Victor sighed, looked out the window and instead of seeing the rolling pastureland, his vision filled with Lily.
Jesus, fucking, God, he thought. Laura couldn’t tell him not to curse so blasphemously in his thoughts and more than likely, if she’d witnessed the nightmare in that conference room, she’d have a few curses of her own.
The minute Victor walked in the room, seeing Lily so close and cosy with her lawyer, looking so beautiful, stylish and serene, he’d wanted to tear her head off.
Ten minutes later he’d had the crazy, sudden, unprecedented urge to get down on his knees and beg her forgiveness.
She’d named her child Natasha, for Nathaniel.
She’d named her child after him, Victor, she’d given her baby, Nathaniel’s baby, Victor’s name.
And she’d nearly died doing it.
And after ten minutes more, Victor had been too broken to know what to do and that was a feeling he’d not felt for decades.
He was broken because she was broken. Broken because the bright, vivacious girl who had walked innocently into his home eight years before had been all but destroyed.
That suit she wore was camouflage, making it not so easy to see all that had been the glorious Lily was lost. The longer the attorneys talked the more she retreated, the further she got from them, from anyone and especially from Nate. She was so thin, so pale, she actually looked at the end in physical pain.
All because of Victor’s two, spoiled-rotten, dead-rotten children.
He was to blame for this. Victor.
His past sins had come home to roost.
“Nathaniel, we have to talk,” he tried again.
Nate’s head slowly turned from the window he was staring unseeingly out of and his eyes focussed on Victor. At the look in his son’s eyes, Victor immediately had nothing to say.
Then Nate spoke.
“Eight years,” he said.
Victor closed his eyes in pain.
“They cost us eight years,” Victor heard Nathaniel say.
Victor opened his eyes again. “I’ll take care of Danielle and Jeffrey,” he vowed.
And he most definitely would.
A muscle in Nate’s jaw jumped and he turned his head back to his contemplation of the scenery.
Victor went on. “Son, I swear to you, they’ll wish they were never born.”
And he meant it.
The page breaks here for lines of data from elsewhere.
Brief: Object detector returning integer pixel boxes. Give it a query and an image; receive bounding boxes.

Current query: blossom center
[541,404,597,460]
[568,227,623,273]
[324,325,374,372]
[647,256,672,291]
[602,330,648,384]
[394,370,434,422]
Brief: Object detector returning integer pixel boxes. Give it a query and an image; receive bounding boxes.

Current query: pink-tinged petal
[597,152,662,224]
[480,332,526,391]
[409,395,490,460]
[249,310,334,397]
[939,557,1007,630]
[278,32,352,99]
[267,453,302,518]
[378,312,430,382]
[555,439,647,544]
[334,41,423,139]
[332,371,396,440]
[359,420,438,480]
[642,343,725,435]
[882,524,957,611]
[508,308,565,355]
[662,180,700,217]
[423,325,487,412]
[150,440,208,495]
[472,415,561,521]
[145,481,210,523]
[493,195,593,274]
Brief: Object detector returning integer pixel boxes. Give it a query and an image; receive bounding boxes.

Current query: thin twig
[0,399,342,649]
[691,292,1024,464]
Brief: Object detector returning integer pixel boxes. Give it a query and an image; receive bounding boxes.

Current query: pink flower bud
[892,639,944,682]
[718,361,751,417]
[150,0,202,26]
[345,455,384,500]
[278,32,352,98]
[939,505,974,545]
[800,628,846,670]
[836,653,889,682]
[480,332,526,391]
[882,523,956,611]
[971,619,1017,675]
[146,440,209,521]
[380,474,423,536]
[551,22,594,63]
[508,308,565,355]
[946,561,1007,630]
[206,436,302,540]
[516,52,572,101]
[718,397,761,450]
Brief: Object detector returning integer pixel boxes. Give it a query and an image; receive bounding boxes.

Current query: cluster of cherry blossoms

They were his children by blood but they were his children no more.
Neither Nate nor Victor for a second questioned that Jeff and Danielle had done exactly what Lily’s attorney had said they’d done. The whole time Laura ranted and raved and Victor cursed and shouted after Lily disappeared, they didn’t say a word.
It wasn’t as if Lily had a great offer to go shopping in Milan that she couldn’t resist and that’s why she left Nate. She was at home in Indiana grieving the loss of both of her parents. Then at twenty-two years of age, grieving, also pregnant, she came back to Nate only to be told he was dead.
And his children knew and neither of them said one single word.
Not only that, they’d participated in this terrible deception. Jeff likely took the note and Danielle…
Victor shook off his thoughts. He’d deal with them later.
“What are you going to do?” Victor asked.
Nate sat silent.
Victor continued. “Nathaniel, you saw her. She’s –”
“I saw her,” Nate bit off, his voice eloquently stating, without a great many words, exactly what he’d seen and exactly how it affected him.
“You have to…” Victor started but didn’t finish. How did one go about piecing together a shattered person?
Victor thought that Nathaniel could do anything he put his mind to doing. He believed this with everything he was.
However, this was going to be his son’s mightiest challenge.
“What are you going to do?” Victor asked again.
Nate took in a deep breath and then slowly let it out.
He turned to Victor and looked him directly in the eyes.
“I’m going to put my family back together.”
Nate stood at the floor to ceiling windows that made up the entire wall to the vast living room in his penthouse apartment.